Les sociétés s’approprient la RSE, mais sans y trouver vraiment leur compte financièrement

 

RSE, barometre des enjeux RSELa responsabilité sociétale des entreprises : une démarche vertueuse transparente associant le respect de l’environnement, le souci d’un développement durable, l’adoption d’une certaine éthique dans les activités commerciales, le respect des droits de l’homme dans toute sa diversité… et qui favorise la performance économique des sociétés, ça, c’est sur le papier mais dans les faits, où en sont concrètement les entreprises en matière de RSE ? Le baromètre des enjeux RSE 2015, réalisé par Malakoff Mederic et l’ORSE (Observatoire de la responsabilité sociétale des entreprises), donne quelques éléments de réponse.

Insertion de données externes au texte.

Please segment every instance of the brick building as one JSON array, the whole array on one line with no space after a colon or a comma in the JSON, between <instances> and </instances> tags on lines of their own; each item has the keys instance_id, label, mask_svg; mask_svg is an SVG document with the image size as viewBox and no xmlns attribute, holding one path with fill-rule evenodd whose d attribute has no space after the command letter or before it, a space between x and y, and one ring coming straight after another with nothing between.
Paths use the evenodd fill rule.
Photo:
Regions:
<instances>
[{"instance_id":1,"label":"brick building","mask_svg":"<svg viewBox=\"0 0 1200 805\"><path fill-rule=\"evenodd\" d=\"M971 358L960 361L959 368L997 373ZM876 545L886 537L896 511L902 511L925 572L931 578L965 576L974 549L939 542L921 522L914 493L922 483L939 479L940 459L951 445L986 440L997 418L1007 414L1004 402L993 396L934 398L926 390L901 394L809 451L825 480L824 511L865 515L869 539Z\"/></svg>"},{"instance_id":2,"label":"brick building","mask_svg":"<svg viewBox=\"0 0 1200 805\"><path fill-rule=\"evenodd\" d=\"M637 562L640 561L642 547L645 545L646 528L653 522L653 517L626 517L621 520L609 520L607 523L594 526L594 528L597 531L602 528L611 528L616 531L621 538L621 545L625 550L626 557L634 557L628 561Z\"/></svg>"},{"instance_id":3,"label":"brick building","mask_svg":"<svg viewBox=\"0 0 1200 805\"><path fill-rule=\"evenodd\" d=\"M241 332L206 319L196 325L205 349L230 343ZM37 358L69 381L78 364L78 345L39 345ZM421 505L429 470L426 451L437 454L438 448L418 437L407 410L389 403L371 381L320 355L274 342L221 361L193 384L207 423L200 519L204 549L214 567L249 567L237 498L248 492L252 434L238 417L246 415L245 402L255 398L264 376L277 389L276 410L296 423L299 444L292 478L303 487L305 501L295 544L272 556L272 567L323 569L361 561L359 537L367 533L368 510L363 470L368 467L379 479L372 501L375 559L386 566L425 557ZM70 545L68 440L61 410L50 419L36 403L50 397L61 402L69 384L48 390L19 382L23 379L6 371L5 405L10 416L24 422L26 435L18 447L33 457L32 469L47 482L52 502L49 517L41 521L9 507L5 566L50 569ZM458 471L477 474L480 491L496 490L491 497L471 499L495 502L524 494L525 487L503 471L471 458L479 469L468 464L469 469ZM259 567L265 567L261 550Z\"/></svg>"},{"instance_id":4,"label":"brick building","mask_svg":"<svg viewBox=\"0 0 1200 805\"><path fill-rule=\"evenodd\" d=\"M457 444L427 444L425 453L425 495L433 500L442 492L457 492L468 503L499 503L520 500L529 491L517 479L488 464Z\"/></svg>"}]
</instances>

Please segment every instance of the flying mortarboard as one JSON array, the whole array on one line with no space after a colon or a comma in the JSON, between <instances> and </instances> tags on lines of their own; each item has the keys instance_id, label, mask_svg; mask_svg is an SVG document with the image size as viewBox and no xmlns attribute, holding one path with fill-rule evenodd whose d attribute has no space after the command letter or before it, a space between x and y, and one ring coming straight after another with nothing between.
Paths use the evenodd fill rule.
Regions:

Ainsi, pas moins de 230 entreprises françaises ont été consultées en février – mars 2015 pour tirer un bilan qui, point positif, met en exergue une meilleure appropriation des concepts de la RSE, avec une hausse en matière de reporting concernant les actions menées et une forte volonté de communiquer, l’adoption d’une stratégie RSE étant considérée en premier lieu comme un moyen de véhiculer une image positive, avant même de préserver l’environnement ou répondre aux enjeux sociaux. Ces deux dernières considérations étant, cela dit, dans le top 3 des motivations des entreprises pour mener une politique RSE. Plus d’entreprises s’attachant en 2015 à identifier leurs risques environnementaux et sociétaux, via la réalisation d’audits pour la mise en place d’outils de prévention.

La seule ombre au tableau se cristallise autour de la notion de performance économique : financièrement parlant, les bénéfices des actions RSE ne seraient pas bien perçus et de ce fait, le manque de visibilité de retour sur investissement des actions menées les pénalise. Pour 44 %, cela constitue un frein indéniable, le manque de ressources financières et humaines étant également mis en avant comme obstacle que rencontre la mise en pratique de la RSE.